My name is Britta Treu (pronounced Troy) and I am a senior communication studies major with a minor in music and a pathway in entrepreneurship! I’m a captain of the women’s lacrosse team, a trumpet player and section leader in the Scot Band, president of the Wooster Christian Fellowship, leader of the Athlete’s Intervarsity Fellowship, a member of the Shades of Gold acapella group and I live in the People-to-People Ministries service house!
How do you balance your studies with all the extracurricular events you’re enrolled in?
I am a busy student, athlete and musician on this campus. My schedule is very hectic, but I like that – it keeps me on top of everything. Since the beginning of lacrosse season, we have been busy practicing five days a week. Both my coach and my band instructor have been very understanding about working with me as a fourth year and allowing me to split up my responsibilities. With this being my final semester at Wooster, I want to make the most of it and enjoy all the organizations I am a part of to the fullest!

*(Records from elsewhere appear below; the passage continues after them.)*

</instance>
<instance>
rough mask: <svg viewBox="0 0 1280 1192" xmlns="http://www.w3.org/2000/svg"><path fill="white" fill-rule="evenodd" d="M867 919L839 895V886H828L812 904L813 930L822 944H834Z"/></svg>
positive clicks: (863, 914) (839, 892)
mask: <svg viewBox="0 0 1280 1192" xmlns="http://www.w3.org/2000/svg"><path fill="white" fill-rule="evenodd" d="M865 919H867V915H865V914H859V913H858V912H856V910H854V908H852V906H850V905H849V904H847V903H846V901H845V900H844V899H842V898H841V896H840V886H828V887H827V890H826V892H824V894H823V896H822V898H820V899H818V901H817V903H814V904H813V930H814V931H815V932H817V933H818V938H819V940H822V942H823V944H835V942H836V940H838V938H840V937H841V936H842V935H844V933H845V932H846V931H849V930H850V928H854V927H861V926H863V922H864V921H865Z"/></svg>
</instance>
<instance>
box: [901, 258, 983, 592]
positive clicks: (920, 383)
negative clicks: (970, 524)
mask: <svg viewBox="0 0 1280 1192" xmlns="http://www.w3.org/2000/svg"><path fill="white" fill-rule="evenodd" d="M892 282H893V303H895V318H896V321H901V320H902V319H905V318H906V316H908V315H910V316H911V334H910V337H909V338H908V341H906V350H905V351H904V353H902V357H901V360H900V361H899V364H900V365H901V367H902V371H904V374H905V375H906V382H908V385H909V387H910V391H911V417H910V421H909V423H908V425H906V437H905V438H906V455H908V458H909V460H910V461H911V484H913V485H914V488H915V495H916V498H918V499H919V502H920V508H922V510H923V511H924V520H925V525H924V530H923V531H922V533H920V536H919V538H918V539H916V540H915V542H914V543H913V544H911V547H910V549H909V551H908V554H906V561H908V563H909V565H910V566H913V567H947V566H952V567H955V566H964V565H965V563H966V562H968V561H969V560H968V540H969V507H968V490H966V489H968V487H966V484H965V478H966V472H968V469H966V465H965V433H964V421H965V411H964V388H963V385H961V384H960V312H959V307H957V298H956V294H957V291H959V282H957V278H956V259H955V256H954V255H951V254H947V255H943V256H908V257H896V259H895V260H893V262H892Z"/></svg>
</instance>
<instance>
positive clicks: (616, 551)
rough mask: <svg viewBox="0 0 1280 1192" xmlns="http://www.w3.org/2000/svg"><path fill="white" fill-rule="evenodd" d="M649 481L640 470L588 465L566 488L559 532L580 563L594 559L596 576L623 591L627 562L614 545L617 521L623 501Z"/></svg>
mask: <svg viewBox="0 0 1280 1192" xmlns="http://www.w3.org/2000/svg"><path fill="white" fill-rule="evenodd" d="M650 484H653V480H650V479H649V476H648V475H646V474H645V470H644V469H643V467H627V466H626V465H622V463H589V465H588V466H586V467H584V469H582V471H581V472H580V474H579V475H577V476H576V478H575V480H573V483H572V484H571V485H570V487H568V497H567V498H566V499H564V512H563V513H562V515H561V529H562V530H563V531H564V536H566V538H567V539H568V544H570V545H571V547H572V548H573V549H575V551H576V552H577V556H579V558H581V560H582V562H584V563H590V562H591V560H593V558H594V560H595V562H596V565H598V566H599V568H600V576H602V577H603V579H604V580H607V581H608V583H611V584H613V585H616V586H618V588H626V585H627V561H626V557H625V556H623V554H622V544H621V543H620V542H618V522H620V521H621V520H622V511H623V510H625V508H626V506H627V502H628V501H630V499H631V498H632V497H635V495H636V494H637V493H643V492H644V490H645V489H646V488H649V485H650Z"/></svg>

What made you choose your major?
This surprises everyone I tell it to, but when I was young, I had a lot of anxiety when talking to certain people in my life. I could easily open up to my parents and my friends, but with others there was something that prevented me from feeling comfortable and I could never pin that down. I’m very thankful for my friends who pushed me to do the little things that I didn’t want to, like calling a relative or ordering a pizza, because I feel like it pushed me and helped make me who I am today. I started gaining confidence and realized that I loved presenting in class, and then I spoke at my high school graduation. I’m trying to speak at commencement this year as well! I have a deep appreciation for basic communication skills and hope to use my skills to do better in the world. Communication is the key to success, and there are a lot of people out there today who struggle with understanding that. That’s actually what a lot of my I.S. is about: how and why people today struggle with face-to-face communication, especially since the pandemic.
How has the pandemic impacted your college experience, particularly as a communications major? Have you noticed any shifts in communication on campus following the pandemic?
It’s easy to focus on the negatives, but there are things that I’m grateful for from that period. When classes went back to being virtual in the fall of 2020, I was able to go up to Northern Maine and spend my grandmother’s last month with her, which was only possible because I was not required to be on campus for that semester.
I think we’ve evolved into a very self-centered culture, and I try to be conscious of not falling into that. The ability to be present with others and have a genuine conversation with someone is something that we see less and less nowadays not only in classes, but also socially on the weekends.
Do you have any plans following your bachelor’s degree?
I am keeping options open right now but am looking into internships and possibly starting up a business. I’ve always thought I might want to be on TV as a broadcaster. When I was in high school, I went to a news station in Cleveland near my home and learned about the business, so that’s a possibility for me. Another thing I’ve thought about is starting my own lacrosse program in Maine, where my mom is from. I’ve coached club lacrosse for three years and I love inspiring and encouraging the young women to perform and be the best they can be.
Do you have any advice for first or second years in regards to effective communication on campus?
Be confident in your voice. Ask questions of people who are in higher positions than you and network as much as you can. If you think you cannot do something, you just need to work with your advisors, coaches, directors and so on so you can continue to do what you enjoy. Do not take no for an answer that easily, and let people know who you are by building relationships.